On 4.Parallel/1.BasicParallel there is a copy of the file output.log used on a previous lesson. We will use that file to mimic the creation of a parametric study involving 1000 simulations.

The command GNU parallel is very practical executing the same operation for a given list of instances. The command will compute in parallel up to the limit of cores available or the limit given with the argument -j

$ seq -w 0 1000 | parallel mkdir {}
$ seq -w 0 1000 | parallel ln -s ../output.log {}
time grep "Time step" */output.log > /dev/null
seq -w 0 1000 | time parallel -j 4 grep \"Time step\" {}/output.log

R in parallel

R offers one option to run some commands in parallel, the most basic form offers replacements to commands like lapply or sapply with parLapply and parSapply.

> lapply(1:3, function(x) c(x, x^2, x^3))

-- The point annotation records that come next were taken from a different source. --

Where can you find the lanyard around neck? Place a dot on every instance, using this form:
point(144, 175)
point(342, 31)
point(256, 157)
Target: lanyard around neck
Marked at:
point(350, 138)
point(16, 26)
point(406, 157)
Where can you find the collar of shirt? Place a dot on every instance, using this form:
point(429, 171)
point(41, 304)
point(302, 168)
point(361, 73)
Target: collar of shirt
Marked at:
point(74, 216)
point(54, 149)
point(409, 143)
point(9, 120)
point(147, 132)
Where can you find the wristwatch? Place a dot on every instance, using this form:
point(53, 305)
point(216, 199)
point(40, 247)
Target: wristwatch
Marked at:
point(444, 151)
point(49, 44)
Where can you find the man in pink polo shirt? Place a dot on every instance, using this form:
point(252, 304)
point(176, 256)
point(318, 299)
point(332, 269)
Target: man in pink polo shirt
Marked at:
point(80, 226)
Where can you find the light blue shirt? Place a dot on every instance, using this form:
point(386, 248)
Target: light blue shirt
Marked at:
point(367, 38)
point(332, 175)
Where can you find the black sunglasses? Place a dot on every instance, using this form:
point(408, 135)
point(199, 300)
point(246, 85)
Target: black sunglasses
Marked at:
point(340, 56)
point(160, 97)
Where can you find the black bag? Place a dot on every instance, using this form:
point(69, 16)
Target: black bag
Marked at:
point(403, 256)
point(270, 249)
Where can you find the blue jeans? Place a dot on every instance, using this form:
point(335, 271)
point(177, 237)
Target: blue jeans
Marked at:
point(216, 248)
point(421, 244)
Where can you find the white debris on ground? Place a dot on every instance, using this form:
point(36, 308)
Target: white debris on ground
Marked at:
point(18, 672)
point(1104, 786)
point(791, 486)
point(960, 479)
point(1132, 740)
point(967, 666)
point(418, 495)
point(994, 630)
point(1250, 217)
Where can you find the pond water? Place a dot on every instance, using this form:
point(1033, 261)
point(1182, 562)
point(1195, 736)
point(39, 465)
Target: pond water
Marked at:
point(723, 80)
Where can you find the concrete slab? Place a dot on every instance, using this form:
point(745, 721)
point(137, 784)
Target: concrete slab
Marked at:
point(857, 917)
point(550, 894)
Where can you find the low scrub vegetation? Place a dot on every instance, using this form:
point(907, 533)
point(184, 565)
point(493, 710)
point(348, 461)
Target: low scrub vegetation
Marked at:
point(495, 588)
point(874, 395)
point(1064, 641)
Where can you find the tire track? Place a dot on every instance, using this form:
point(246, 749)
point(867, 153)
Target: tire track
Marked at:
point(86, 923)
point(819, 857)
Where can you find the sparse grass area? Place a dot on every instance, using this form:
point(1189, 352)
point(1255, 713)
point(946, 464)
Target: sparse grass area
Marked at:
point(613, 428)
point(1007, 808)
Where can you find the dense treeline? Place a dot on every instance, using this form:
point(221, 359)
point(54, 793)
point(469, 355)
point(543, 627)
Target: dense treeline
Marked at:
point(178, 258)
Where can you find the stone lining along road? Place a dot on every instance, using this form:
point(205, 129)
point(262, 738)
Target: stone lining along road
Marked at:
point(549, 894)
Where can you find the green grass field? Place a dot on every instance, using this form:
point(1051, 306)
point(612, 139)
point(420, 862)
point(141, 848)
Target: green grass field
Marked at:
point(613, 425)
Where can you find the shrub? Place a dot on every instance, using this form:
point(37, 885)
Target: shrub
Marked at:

The library is called parallel and most embarrassing parallelism can be implemented with it.

> library(parallel)
> ncores<- detectCores()
> ncores<-4
> cl <- makeCluster(ncores)
> ans <- parLapply(cl, 2:4, function(x) 2^x + 3^x)
> stopCluster(cl)
> cl <- makeCluster(ncores)
> ans <- parSapply(cl, 2:4, function(x) 2^x + 3^x)
> stopCluster(cl)
RNGkind("L'Ecuyer-CMRG")
nsamples<-1e8
pois.lambda<-10
mc.reset.stream()
system.time({
  jobs<-list()
  jobs[[1]]<-mcparallel(rpois(nsamples, pois.lambda), "pois", mc.set.seed=TRUE)
  jobs[[2]]<-mcparallel(runif(nsamples), "unif", mc.set.seed=TRUE)
  jobs[[3]]<-mcparallel(rnorm(nsamples), "norm", mc.set.seed=TRUE)
  jobs[[4]]<-mcparallel(rexp(nsamples), "exp", mc.set.seed=TRUE)
  random3 <- mccollect(jobs)
})

Python multiprocessing

from multiprocessing import Pool

def f(x):
    return x*x

if __name__ == '__main__':
    p = Pool(5)
    print(p.map(f, [1, 2, 3]))
from multiprocessing import Process

def f(name):
    print 'hello', name

if __name__ == '__main__':
    p = 10*[None]
    for i in range(10):
      p[i] = Process(target=f, args=('bob',))
      p[i].start()
      p[i].join()

Key Points

  • GNU parallel is just a tool to exploit embarrassing parallel problems. You can equally use multiprocessing in python or R parallel libraries for the same effect.